How the Spanish National team has quietly revitalized offense throughout the NBA.
The biggest story in the NBA this season actually started with Rio. Not this ‘Rio, but Rio de Janeiro. The Spanish National Team opened the eyes of many coaches by bringing a seldom seen pick and roll nuance to the global Olympic stage. Now on any given night you can see “Spain” all over the NBA.
“Spain” starts with traditional pick and roll action -- a big coming to screen for a guard. The wrinkle that Spain is credited for popularizing involves a second guard setting a back screen for the big as he rolls to the basket.
Spain poses a litany of problems for opposing defenses. Do we switch? Do we help from the weak side? Do we hedge? Do we ice? Regardless, if the offense executes correctly, Spain can still reign.
Let’s examine the problem player by player.
THE BALL HANDLER. In order to stop the ball handler’s straight line drive, the tertiary defender (the person guarding the back screener or X2 in the diagrams below) must recognize the action early. At this point, the defender must communicate and position himself to cut off the driving lane before the ball handler penetrates too deep. If X2 employs this tactic, his fellow defenders need to react on a string, switching and/or helping accordingly. This can still be problematic when the chain reaction ends with a big closing out (or switching on) to a guard.
THE ROLLER. Assuming the roll man’s primary defender is obstructed by the back screen, the person in the best position to stop the roller is, again, the tertiary defender -- X2. Are you starting to see the conundrum? If X2 is out of position or otherwise occupied, many teams use weak side defenders to bump down on the roll man, often conceding open spot-up three point attempts one skip pass away. Maybe the best tactic is to keep the ball handler’s defender glued to the roll man after the initial screen. Even then, there is a great possibility that we end up with a guard having to defend a big in the post.

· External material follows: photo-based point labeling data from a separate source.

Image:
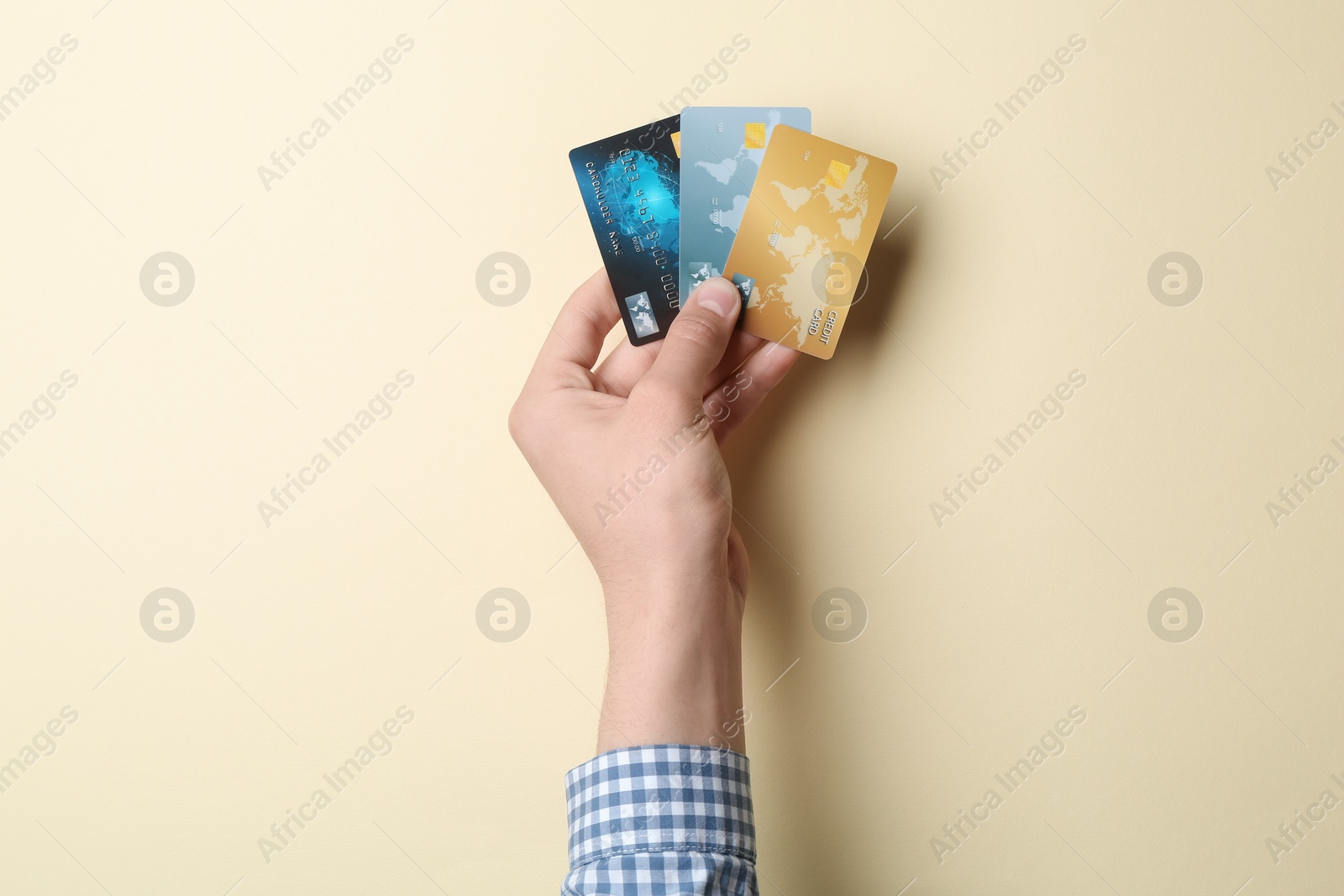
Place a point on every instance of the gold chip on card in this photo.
(837, 174)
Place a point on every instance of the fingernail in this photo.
(719, 296)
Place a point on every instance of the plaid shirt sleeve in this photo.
(667, 820)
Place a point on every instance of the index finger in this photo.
(578, 332)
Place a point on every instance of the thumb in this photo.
(696, 340)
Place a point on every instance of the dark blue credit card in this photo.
(632, 190)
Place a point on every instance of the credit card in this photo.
(722, 148)
(632, 194)
(804, 238)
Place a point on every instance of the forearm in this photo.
(675, 668)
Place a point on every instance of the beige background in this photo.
(360, 262)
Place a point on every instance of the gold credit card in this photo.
(804, 238)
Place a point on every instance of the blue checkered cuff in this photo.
(660, 799)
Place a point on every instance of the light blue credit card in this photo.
(722, 148)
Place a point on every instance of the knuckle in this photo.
(696, 331)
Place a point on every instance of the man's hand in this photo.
(629, 453)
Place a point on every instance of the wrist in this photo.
(675, 668)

THE BACK SCREENER. The back screener is the player that is often the last defensive priority because he is not attacking downhill in the same way the ball handler and roller are. The back screener, however, might represent the biggest threat because, if things go as designed, he will shoot a three (and according to the most advanced of analytics, three points is more than two). Most often, bigs and weak-side defenders are left scrambling to close out to these open shooters.

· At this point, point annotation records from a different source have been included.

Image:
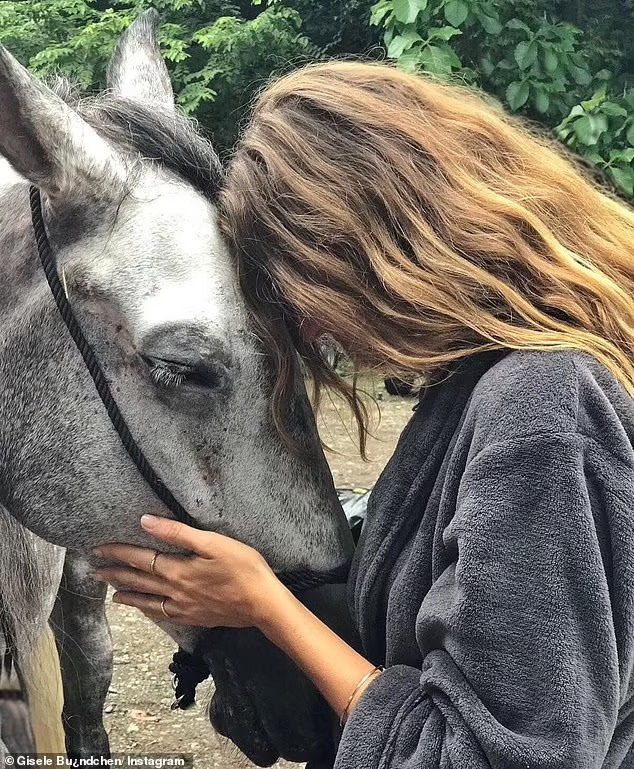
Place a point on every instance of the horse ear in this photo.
(46, 141)
(137, 71)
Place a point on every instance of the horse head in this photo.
(129, 191)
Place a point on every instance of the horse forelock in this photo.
(156, 134)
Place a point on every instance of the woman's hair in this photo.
(418, 224)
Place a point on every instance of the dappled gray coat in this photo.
(495, 575)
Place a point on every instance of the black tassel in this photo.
(188, 671)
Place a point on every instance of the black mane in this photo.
(156, 134)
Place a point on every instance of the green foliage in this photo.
(530, 55)
(216, 56)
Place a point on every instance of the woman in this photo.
(429, 233)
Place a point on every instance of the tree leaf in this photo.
(517, 94)
(486, 66)
(624, 178)
(456, 11)
(613, 110)
(542, 101)
(490, 23)
(401, 43)
(436, 60)
(406, 11)
(589, 128)
(442, 33)
(579, 75)
(525, 54)
(518, 24)
(551, 60)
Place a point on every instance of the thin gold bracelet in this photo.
(344, 714)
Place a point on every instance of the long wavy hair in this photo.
(417, 224)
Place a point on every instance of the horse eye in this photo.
(170, 374)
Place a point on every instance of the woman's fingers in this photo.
(150, 605)
(135, 580)
(177, 533)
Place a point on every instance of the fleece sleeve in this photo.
(520, 664)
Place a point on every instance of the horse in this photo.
(128, 191)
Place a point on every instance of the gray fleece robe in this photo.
(495, 575)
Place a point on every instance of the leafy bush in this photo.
(532, 58)
(216, 56)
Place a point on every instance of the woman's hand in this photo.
(228, 584)
(223, 584)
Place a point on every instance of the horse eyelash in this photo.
(165, 378)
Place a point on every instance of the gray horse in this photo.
(129, 189)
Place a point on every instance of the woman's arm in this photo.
(245, 593)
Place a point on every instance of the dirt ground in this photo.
(138, 717)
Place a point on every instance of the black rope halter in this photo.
(188, 669)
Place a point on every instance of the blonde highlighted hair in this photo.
(418, 224)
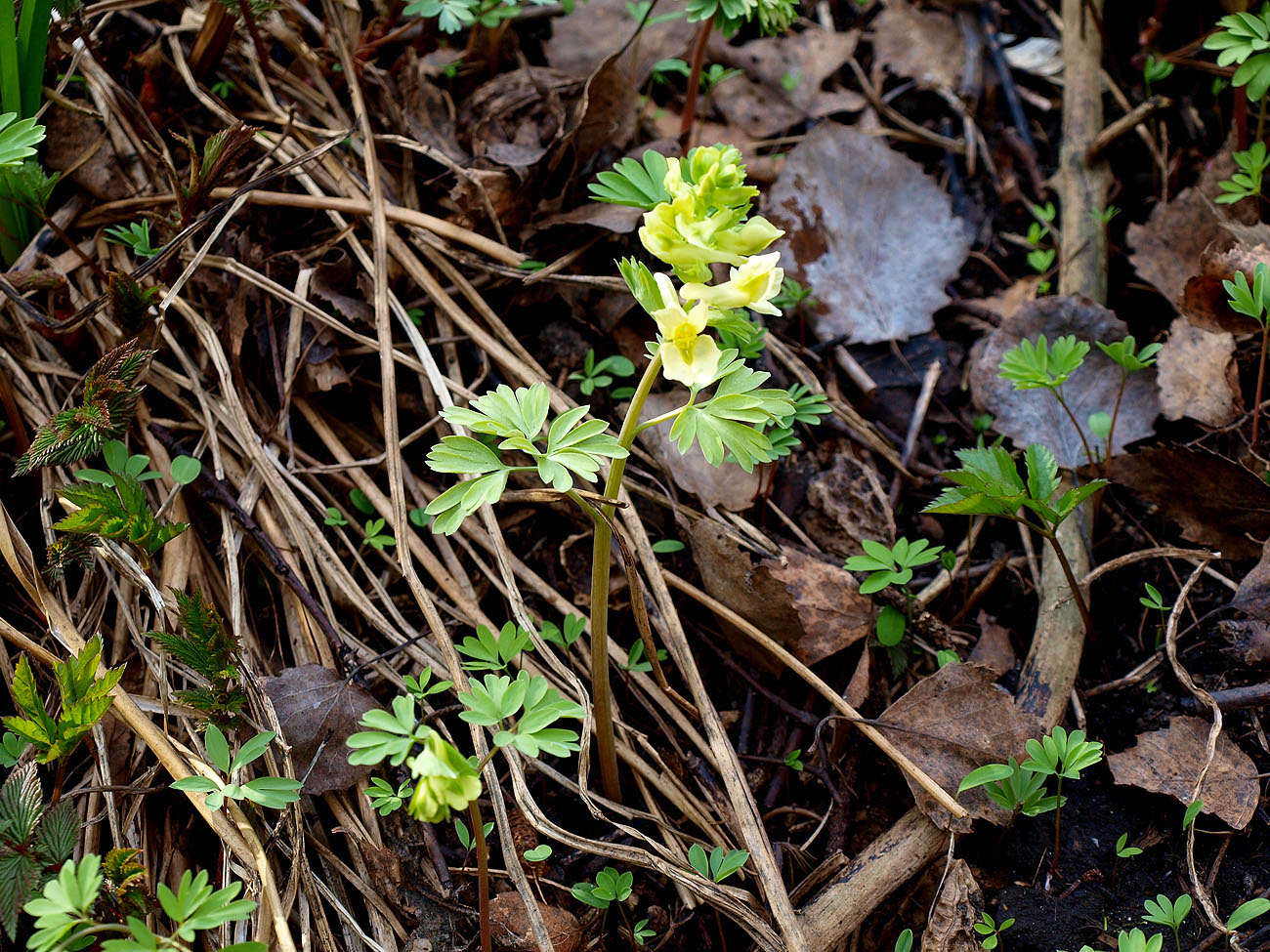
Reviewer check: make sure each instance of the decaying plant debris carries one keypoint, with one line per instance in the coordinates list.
(626, 475)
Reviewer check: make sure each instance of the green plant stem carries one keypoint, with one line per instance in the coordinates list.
(600, 558)
(690, 98)
(1058, 817)
(1080, 431)
(1071, 579)
(1261, 376)
(1116, 415)
(487, 942)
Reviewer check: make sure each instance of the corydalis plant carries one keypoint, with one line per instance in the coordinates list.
(105, 411)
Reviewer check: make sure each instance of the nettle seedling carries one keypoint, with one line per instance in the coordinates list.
(719, 863)
(1255, 303)
(989, 483)
(274, 792)
(597, 375)
(1172, 913)
(991, 931)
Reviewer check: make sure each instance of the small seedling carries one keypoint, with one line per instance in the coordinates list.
(1255, 303)
(991, 931)
(274, 792)
(1163, 910)
(610, 887)
(1246, 183)
(385, 798)
(1248, 912)
(1134, 940)
(494, 652)
(466, 838)
(375, 536)
(600, 373)
(134, 236)
(719, 863)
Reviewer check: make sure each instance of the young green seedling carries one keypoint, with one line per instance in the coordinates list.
(991, 931)
(989, 483)
(1061, 756)
(1163, 910)
(719, 863)
(1255, 303)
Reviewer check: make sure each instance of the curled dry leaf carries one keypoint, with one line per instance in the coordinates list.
(858, 216)
(952, 723)
(509, 925)
(1167, 249)
(1033, 415)
(1217, 502)
(956, 910)
(847, 504)
(318, 710)
(1168, 762)
(813, 608)
(1198, 376)
(925, 46)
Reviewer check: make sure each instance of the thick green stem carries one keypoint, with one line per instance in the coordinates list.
(487, 942)
(600, 557)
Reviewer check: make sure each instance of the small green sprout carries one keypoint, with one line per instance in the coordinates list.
(600, 373)
(1163, 910)
(610, 887)
(991, 931)
(719, 863)
(134, 236)
(375, 536)
(274, 792)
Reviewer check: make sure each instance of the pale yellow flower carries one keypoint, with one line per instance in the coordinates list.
(687, 354)
(753, 284)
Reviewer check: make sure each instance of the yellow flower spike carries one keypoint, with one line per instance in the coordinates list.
(752, 286)
(445, 781)
(687, 354)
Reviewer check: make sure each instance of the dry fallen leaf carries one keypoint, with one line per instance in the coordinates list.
(813, 608)
(859, 216)
(1033, 415)
(1217, 502)
(1168, 762)
(847, 504)
(318, 710)
(1167, 249)
(1198, 376)
(952, 723)
(923, 46)
(956, 910)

If tasked with trying to stop the Spain Pick & Roll, this is what I would want my players to do...theoretically. And that’s an important caveat, as theoretical execution assumes perfect anticipation, recognition, and superior communication.
First, I would want X2 to recognize the action and call it out. Spain!! Then, he would need to quickly switch with the roll man’s defender before the first ball screen is set.

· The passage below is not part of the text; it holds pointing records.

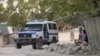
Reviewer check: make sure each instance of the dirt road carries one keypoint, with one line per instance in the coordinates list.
(28, 51)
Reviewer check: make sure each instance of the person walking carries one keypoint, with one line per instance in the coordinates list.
(72, 35)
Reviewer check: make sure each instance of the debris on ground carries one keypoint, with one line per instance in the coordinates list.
(77, 48)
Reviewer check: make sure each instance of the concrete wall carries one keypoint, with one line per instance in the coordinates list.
(92, 26)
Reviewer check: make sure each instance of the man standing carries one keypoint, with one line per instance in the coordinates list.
(72, 35)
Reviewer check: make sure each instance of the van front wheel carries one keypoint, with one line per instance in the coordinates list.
(18, 45)
(54, 40)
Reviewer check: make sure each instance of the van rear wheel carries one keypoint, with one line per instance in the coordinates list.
(38, 45)
(18, 45)
(54, 40)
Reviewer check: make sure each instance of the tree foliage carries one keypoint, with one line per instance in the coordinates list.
(17, 14)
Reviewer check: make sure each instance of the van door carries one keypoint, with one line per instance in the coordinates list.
(45, 31)
(53, 32)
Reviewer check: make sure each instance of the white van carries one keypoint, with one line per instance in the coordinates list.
(37, 33)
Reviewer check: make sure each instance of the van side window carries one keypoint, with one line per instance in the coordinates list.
(45, 27)
(52, 26)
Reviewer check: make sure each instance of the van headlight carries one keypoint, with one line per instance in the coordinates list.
(16, 36)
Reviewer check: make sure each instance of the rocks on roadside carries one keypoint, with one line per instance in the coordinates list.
(73, 49)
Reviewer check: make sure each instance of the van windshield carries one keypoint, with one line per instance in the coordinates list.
(32, 27)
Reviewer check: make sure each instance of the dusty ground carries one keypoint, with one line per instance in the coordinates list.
(28, 51)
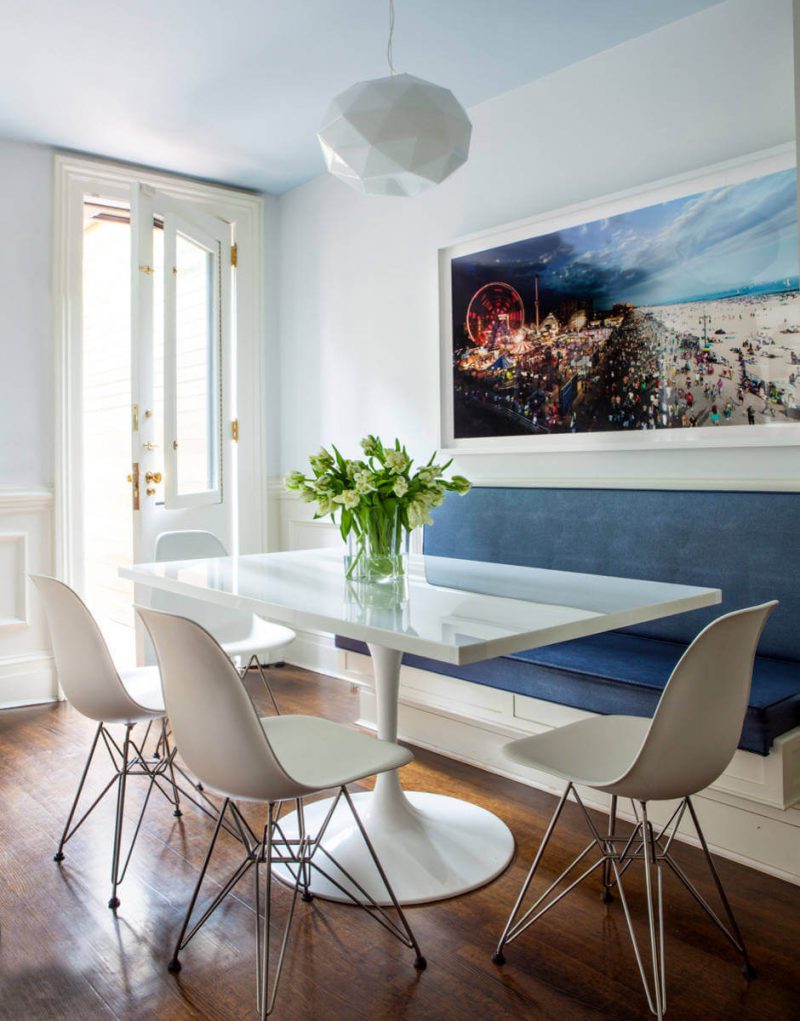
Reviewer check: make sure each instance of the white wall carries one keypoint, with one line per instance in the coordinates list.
(26, 419)
(26, 333)
(359, 336)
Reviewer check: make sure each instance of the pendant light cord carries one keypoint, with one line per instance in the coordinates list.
(391, 36)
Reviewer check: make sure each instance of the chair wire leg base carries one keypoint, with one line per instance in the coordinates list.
(653, 849)
(299, 856)
(255, 662)
(128, 761)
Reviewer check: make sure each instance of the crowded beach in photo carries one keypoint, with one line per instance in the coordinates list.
(679, 315)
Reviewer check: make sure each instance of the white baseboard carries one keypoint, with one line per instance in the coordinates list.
(28, 680)
(748, 816)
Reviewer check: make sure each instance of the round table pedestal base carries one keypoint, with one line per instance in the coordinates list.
(431, 846)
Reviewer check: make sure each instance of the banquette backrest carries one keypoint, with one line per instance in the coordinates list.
(745, 543)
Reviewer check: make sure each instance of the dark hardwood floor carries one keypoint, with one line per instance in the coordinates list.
(64, 955)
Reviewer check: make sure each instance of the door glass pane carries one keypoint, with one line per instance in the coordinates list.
(196, 369)
(106, 508)
(158, 334)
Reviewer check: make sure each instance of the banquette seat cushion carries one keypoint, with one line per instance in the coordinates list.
(745, 543)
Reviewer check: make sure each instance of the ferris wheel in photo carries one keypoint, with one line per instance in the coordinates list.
(494, 314)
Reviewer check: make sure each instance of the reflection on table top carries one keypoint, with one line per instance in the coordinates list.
(450, 610)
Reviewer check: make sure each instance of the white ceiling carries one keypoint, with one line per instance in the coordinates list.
(235, 91)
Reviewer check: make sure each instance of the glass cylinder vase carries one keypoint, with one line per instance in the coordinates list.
(377, 549)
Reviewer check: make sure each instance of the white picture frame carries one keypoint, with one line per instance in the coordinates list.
(730, 173)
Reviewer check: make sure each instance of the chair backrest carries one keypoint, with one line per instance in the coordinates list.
(193, 545)
(86, 670)
(698, 720)
(215, 725)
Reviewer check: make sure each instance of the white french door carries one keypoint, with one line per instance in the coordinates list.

As the offense uses the first screen, X1 and X2 would switch with X2 stopping the ball as early as possible. X1 would be left to follow the roll man (and eventually be back screened). Still with me?
When back screened, we make the third switch of the sequence, allowing X1 to stay with the back screener as our big (X5) picks up the roll man.
Theoretically, this should bottle up penetration, thwart an easy dive to the basket, and prevent an open three from the top of the key-- all without having weak-side defenders help off their assignments. As we know, however, basketball is not a game played on paper or executed by robots...see Javale McGee. Properly executing this strategy requires a lot of moving parts to function synchronously with perfect technique.
As we enter the All-Star break you can be certain that coaches league-wide will be spending time incorporating variations of Spain into their offensive and defensive game plans. By the time we reach the playoffs you can expect the Spain Pick & Roll to be even more prevalent and potentially play a pivotal role in determining the outcomes of some series, like the Cavaliers' "Horns Rub" did last year.